My stomach does a flip-flop, and I feel the blood draining from my face. Maybe hearing me use a friendly tone of voice makes him think he's going to get lucky. Or is he expecting gratitude because of Grey?
"Hey, Lou." He pulls on a too-long strand of my hair—not hard, but not gently, either. "It's just eating and drinking a toast. Maybe laughing a little. That's all."
"Eating and toasting," I echo, forcing myself to concentrate on not clutching Grey too tightly. "Okay. If you promise not to put anything in my drink."

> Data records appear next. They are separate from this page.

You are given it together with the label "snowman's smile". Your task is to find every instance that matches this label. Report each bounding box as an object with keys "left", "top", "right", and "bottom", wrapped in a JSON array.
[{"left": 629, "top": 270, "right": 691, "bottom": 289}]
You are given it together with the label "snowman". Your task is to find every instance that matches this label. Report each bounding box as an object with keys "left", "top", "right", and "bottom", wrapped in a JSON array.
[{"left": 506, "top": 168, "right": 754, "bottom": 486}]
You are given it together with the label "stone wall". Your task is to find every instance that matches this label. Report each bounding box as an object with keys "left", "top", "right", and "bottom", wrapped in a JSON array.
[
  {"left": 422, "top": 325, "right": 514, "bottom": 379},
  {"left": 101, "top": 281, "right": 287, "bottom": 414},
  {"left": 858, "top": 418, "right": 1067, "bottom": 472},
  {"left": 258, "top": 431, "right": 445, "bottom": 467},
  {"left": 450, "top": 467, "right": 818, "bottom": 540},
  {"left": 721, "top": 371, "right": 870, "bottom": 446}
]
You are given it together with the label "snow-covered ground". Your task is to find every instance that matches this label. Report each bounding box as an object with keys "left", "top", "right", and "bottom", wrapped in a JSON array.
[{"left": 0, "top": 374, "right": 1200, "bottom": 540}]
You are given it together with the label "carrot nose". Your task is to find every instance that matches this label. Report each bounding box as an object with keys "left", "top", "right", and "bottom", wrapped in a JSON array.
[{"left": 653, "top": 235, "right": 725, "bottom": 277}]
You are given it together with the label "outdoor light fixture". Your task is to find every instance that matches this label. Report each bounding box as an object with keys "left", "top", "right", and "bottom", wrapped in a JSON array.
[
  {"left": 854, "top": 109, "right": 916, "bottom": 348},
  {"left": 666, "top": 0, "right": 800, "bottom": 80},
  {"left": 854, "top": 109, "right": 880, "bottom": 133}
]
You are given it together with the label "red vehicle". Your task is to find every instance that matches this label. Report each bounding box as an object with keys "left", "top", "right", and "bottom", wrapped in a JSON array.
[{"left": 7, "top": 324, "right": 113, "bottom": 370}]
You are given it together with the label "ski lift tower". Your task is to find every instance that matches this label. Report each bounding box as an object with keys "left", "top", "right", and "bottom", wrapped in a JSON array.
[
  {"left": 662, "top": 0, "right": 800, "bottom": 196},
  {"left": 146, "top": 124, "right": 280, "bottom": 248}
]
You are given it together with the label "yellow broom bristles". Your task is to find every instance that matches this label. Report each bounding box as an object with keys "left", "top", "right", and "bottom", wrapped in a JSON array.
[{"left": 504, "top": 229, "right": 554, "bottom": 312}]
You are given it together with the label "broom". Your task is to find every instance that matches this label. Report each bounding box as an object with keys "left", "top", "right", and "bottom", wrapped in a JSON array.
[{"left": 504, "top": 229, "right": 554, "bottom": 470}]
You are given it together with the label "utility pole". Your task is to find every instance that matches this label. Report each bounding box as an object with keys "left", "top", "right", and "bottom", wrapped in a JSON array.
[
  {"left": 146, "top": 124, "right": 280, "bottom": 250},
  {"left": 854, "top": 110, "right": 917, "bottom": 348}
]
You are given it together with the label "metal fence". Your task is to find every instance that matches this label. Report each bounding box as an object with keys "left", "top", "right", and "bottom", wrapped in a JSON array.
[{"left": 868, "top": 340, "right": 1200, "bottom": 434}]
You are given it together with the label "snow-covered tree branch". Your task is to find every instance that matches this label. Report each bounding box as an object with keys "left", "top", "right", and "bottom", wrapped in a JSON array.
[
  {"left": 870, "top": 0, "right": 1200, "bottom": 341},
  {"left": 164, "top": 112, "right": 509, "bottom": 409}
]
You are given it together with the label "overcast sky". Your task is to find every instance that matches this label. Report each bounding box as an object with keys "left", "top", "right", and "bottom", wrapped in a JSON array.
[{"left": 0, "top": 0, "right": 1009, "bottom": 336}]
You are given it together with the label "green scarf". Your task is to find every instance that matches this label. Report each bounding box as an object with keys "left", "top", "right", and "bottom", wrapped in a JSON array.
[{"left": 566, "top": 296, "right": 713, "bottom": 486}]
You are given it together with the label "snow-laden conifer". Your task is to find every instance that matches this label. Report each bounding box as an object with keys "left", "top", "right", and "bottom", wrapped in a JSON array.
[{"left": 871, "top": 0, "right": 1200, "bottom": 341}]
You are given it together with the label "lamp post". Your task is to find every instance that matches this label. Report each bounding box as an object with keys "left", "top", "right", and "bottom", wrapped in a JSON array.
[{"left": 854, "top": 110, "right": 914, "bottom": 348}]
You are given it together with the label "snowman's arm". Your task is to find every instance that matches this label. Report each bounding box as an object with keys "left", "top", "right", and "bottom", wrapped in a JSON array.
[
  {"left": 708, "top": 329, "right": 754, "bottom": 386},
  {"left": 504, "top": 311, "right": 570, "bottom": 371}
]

Brendan's expression darkens immediately. "I thought we were past that."
"And I thought you weren't going to touch me," I say in a tight voice.
He holds up his hands in a placating gesture, palms out. "Sorry, I was just joking. And it was only your hair."
"Bad joke."
"I agree. I shouldn't have provoked you."
We lapse into silence for a while.
"So what do you think about this evening?" Brendan asks, sounding for all the world like a boy trying to get a date.
"Only if you don't put the chain on me," I blurt out before I can stop myself. "Um, I mean... because it's been two days, and... you said two days..." So much for patience. I'll have to do better than this when it comes to my escape plan.
Brendan shrugs almost nonchalantly. "I was planning to start leaving them off during the day anyway. At least while Grey's going to need to be fed. After that, we'll see."